Competition also exists between reproductive and vegetative growth, whereby vegetative growth is sacrificed at the expensive of reproductive growth (Edson et al. 1995). In this case, the slight increase in vine size among early CT treatments in relation to the control was expected.
Effect of CT timing on composition.
In most cases berry and must Brix was increased over the nonthinned controls and Brix tended to increase with increased delay in thinning time. The relationships were mainly quadratic in 1999 to 2001, but linear (berries only) in 2002. Similar trends in soluble solids relative to time of thinning have been observed in Thompson Seedless (Weaver and Pool 1973) and Chardonnay (van Schalkwyck et al. 1995). The responses of berry and must TA were not large and might be attributed to accelerated berry maturity in the CT treatments. Data suggested a general trend toward decreased TA with later application of CT in the season. These results tend to agree with observations that TA is affected very little by thinning (Edson et al. 1995, Reynolds et al. 1994a, Smithyman et al. 1998, Weaver and Pool 1973). In three of four seasons, some thinning treatments increased berry, must, and wine pH when performed at and subsequent to early stage I. The increased pH observed in some of the CT treatments after set are similar to results obtained on Seyval grapevines (Smithyman et al. 1998). The increase in pH during the 2000 and 2002 seasons with CT at and subsequent to early stage I may have been due to increased potassium flux into a lesser number of sinks (Hepner and Bravdo 1985), thus increasing pH.
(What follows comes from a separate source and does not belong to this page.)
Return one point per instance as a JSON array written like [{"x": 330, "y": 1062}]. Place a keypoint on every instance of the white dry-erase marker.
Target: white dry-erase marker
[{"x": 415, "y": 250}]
Berry and must FVT responded to CT as well; in three of four seasons, there was either an increase relative to increased delay in time of thinning or an increase in FVT in CT treatments over the control. In general, FVT have tended to be unresponsive to viticultural treatments (McCarthy 1986, Reynolds and Wardle 1989a,b), with little variation observed in Riesling FVT relative to crop level (Reynolds et al. 1994a). Given that no differences in wine FVT were observed between treatments from 2000 to 2002, it appears that any differences that may have been brought about by CT in berry and must FVT were of little consequence to final wine FVT concentration.
Berry, must, and wine PVT were all increased by CT in some seasons, and an increase in PVT with increasing delay in thinning time was observed. Unlike FVT, wine PVT was positively impacted by CT in two of four seasons. PVT has been very responsive to canopy management and thinning practices (McCarthy 1986, Reynolds and Wardle 1989a). Increased PVT with reduction in crop level has generally been ascribed to advancements in berry maturity, which this study tends to confirm, since berry Brix and pH values in most CT treatments were also concomitantly higher than nonthinned treatments. PVT concentration therefore may be similarly responsive to changes in crop level as observed in Brix and pH.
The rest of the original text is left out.